Il faut vivre au présent !



Hier, après avoir fait nos emplettes sur le marché de Forcalquier, Michèle a voulu faire un pèlerinage au cabanon de sa grand-mère à Gréoux-les-Bains. Tout est modernisé, méconnaissable. Après, on a tourné autour du château des Templiers. J'ai voulu savoir avec qui elle jouait à l'époque et si le donjon était le lieu de certaines polissonneries, mais je n'ai rien pu lui arracher malgré les lettres de noblesse proustiennes de ma demande. Là aussi, tout avait changé. Des restaurateurs vertueux avaient remonté des pans de mur écroulés, avaient déblayé des monceaux de pierre du XII° siècle et restauré dans les formes plusieurs linteaux ruinés.

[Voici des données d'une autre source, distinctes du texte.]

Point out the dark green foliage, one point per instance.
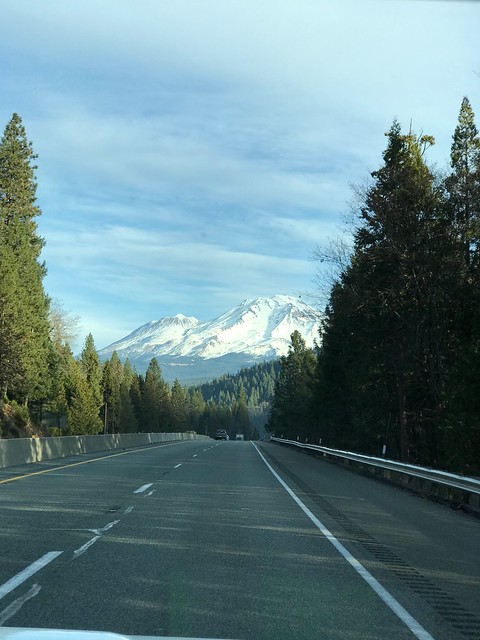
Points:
(24, 326)
(258, 383)
(399, 361)
(289, 415)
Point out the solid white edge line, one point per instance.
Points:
(391, 602)
(14, 582)
(17, 604)
(143, 488)
(78, 552)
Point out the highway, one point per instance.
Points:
(231, 540)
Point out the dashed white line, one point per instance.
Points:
(108, 526)
(17, 604)
(391, 602)
(29, 571)
(78, 552)
(143, 488)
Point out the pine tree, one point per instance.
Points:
(389, 316)
(92, 368)
(290, 410)
(24, 326)
(179, 407)
(82, 413)
(464, 182)
(156, 400)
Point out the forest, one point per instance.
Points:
(44, 389)
(398, 367)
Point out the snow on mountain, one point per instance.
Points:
(257, 329)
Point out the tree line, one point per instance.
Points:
(398, 367)
(40, 380)
(256, 384)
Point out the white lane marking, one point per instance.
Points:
(391, 602)
(78, 552)
(17, 604)
(143, 488)
(98, 532)
(14, 582)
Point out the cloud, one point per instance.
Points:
(192, 154)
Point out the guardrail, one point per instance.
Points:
(459, 491)
(27, 450)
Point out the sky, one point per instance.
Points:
(193, 153)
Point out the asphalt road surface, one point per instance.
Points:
(232, 540)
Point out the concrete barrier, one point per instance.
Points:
(26, 450)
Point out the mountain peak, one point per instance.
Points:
(257, 329)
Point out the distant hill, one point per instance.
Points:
(257, 381)
(256, 330)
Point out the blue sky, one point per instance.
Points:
(192, 153)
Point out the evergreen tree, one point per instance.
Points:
(461, 431)
(24, 327)
(92, 368)
(156, 400)
(240, 418)
(136, 397)
(111, 380)
(463, 184)
(290, 411)
(179, 408)
(82, 413)
(389, 316)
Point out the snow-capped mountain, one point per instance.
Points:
(255, 330)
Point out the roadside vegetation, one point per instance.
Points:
(398, 367)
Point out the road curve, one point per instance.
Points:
(232, 540)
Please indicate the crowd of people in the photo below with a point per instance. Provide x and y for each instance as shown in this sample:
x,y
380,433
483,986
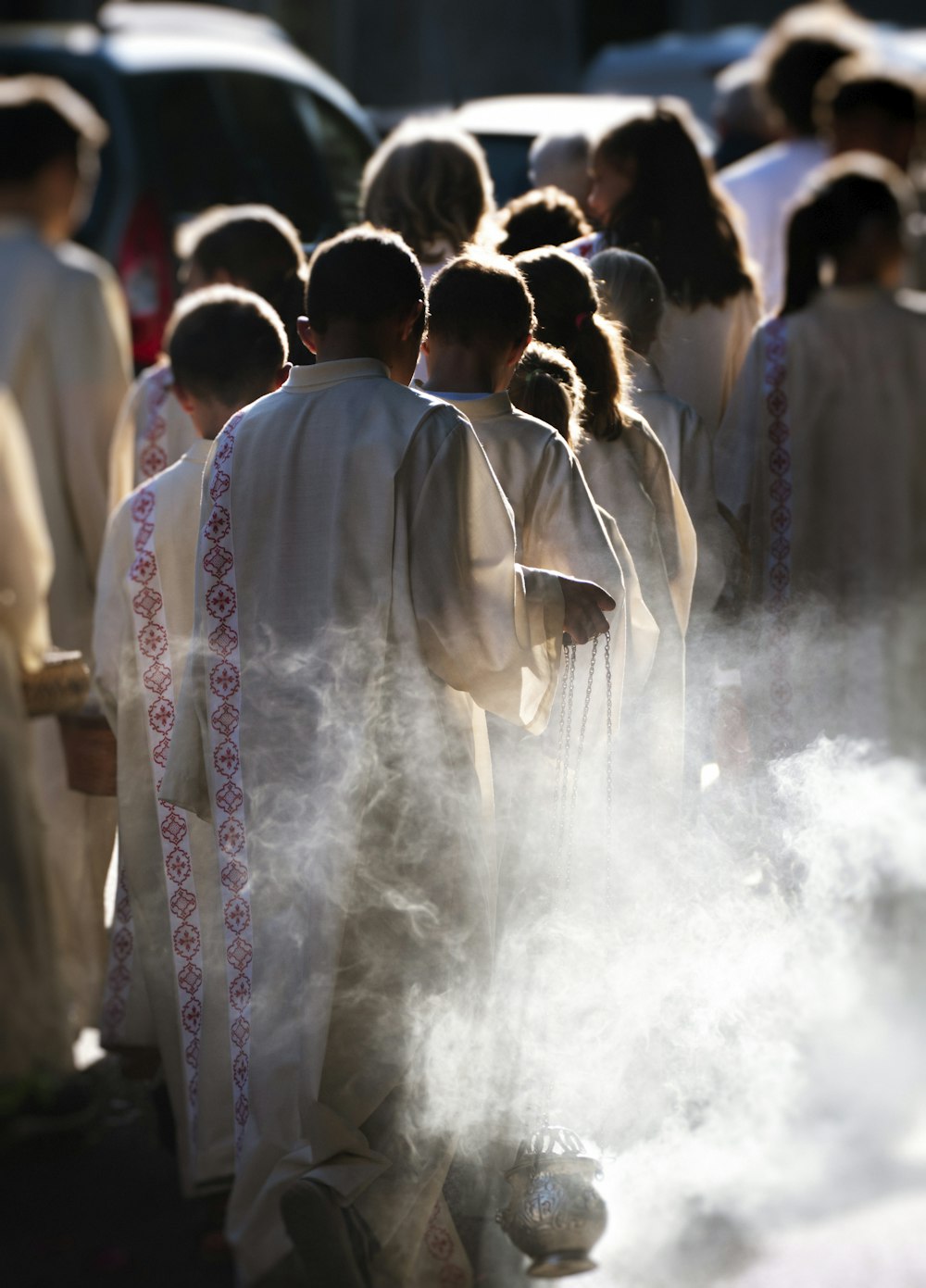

Vous vous souvenez que je vous ai déjà entretenu, mon lecteur de bonne mémoire, d'un long poème où Hugo montre qu'une seconde vie commence quand une statue ou un monument trop neufs sortent des mains du sculpteur ou du maçon. Les injures du temps prennent le relais et les dégradations de toute sorte donnent progressivement un nouveau caractère au monument, ou tout simplement du caractère. Hugo écrivait cela en 1836, quand l'Arc de triomphe entrepris par Napoléon Ier venait juste d'être achevé, c'est-à-dire avant Prosper Mérimée et Viollet-le-Duc.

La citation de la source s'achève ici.